Différence de traitement
La règle prévue par le législateur pour les sociétés fiscalement intégrées avait pour but d'empêcher que les groupes ne créent de multiples sociétés pour réduire leur chiffre d'affaires et ainsi leur imposition à la CVAE. En tentant d'empêcher des pratiques d'optimisation fiscale, le législateur "a poursuivi un objectif d'intérêt général", a considéré le Conseil constitutionnel. Toutefois, "le critère de l'option en faveur du régime de l'intégration fiscale n'est […] pas en adéquation avec l'objet de la loi", a-t-il critiqué. Les Sages en ont déduit que "la différence de traitement" instituée par le législateur "méconnaît le principe d'égalité devant la loi." Ils ont donc censuré les dispositions contestées.
Cette décision devrait coûter très cher à l'Etat, qui collecte la CVAE avant de la reverser aux collectivités territoriales. En effet, alertées par des cabinets d'avocats à la suite d'une précédente décision du Conseil constitutionnel, les entreprises ont été nombreuses à agir en justice contre les dispositions sur la CVAE des sociétés membres d'un groupe intégré fiscalement. "Au 21 avril 2017, plus de 9.000 réclamations ont été recensées, portant sur cette cotisation, au titre des années 2013 à 2016 pour un montant de droit contesté d'un montant de 158 millions d'euros", a indiqué le représentant du gouvernement lors de l'audience au Conseil constitutionnel, le 2 mai dernier. "A également été constatée une augmentation du nombre de réclamations depuis la fin du mois de mars, avec 200 à 300 nouvelles réclamations par semaine", a-t-il ajouté.

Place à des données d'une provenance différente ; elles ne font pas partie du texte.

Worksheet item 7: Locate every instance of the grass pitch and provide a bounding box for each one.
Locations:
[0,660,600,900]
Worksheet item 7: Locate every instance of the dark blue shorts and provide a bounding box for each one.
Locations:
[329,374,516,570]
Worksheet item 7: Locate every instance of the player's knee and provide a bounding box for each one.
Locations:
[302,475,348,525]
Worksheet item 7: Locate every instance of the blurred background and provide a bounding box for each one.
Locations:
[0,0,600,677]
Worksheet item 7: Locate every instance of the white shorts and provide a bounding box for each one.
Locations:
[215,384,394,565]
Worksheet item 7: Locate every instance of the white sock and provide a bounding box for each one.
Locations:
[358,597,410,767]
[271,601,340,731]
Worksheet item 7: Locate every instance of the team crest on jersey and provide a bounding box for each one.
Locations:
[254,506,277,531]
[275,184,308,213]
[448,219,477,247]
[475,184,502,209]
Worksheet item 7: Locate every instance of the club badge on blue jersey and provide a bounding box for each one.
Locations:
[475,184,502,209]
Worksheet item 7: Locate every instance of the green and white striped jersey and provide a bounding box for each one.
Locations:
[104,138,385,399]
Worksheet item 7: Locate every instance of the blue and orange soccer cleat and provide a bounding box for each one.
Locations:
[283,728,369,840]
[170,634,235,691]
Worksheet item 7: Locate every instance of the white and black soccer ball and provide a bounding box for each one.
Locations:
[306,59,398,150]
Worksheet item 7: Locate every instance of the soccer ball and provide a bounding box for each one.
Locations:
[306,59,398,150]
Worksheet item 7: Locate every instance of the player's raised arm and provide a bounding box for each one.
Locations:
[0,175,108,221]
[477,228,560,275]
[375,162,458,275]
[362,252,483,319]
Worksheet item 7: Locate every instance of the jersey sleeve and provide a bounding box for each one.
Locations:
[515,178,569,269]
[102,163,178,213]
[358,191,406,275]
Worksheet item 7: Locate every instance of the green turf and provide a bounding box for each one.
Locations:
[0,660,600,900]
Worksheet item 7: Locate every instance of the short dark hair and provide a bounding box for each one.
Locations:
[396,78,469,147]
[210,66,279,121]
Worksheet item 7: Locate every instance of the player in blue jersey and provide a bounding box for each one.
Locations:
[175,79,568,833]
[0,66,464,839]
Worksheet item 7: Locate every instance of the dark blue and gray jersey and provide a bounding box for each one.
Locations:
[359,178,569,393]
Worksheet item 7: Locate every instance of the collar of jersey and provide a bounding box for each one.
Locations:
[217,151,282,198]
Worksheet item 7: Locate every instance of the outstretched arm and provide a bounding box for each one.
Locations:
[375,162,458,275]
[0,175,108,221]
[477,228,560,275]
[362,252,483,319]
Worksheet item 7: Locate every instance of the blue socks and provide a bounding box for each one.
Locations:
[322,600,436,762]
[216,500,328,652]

"Des optimisations massives risquent d’avoir lieu"
Les collectivités territoriales doivent-elles craindre que de nouvelles entreprises ne déposent des recours pour obtenir un dégrèvement de CVAE ? A priori, non. "Le Conseil constitutionnel a en effet limité les effets de sa décision aux contentieux en cours non encore définitivement jugés", souligne Caroline Maurice. Cette avocate au cabinet Lamy-Lexel demeure toutefois prudente, dans l'attente de la publication par la juridiction du commentaire de sa décision.
En tout cas, le législateur devra prendre acte de la censure et modifier en conséquence le code général des impôts pour le paiement des cotisations de CVAE en 2018. Mais les nouvelles règles permettront-elles d'empêcher les pratiques d'optimisation fiscale ? Dans sa lettre "ADCF direct" parue vendredi dernier - mais rédigée avant la publication de la décision du Conseil constitutionnel - l'Assemblée des communautés de France (ADCF) déclarait qu'en cas de suppression de la consolidation des chiffres d'affaires pour les groupes intégrés fiscalement, "des optimisations massives risquent d’avoir lieu entre entités d’un même groupe pour répartir la valeur ajoutée dans des filiales à faible chiffre d’affaires".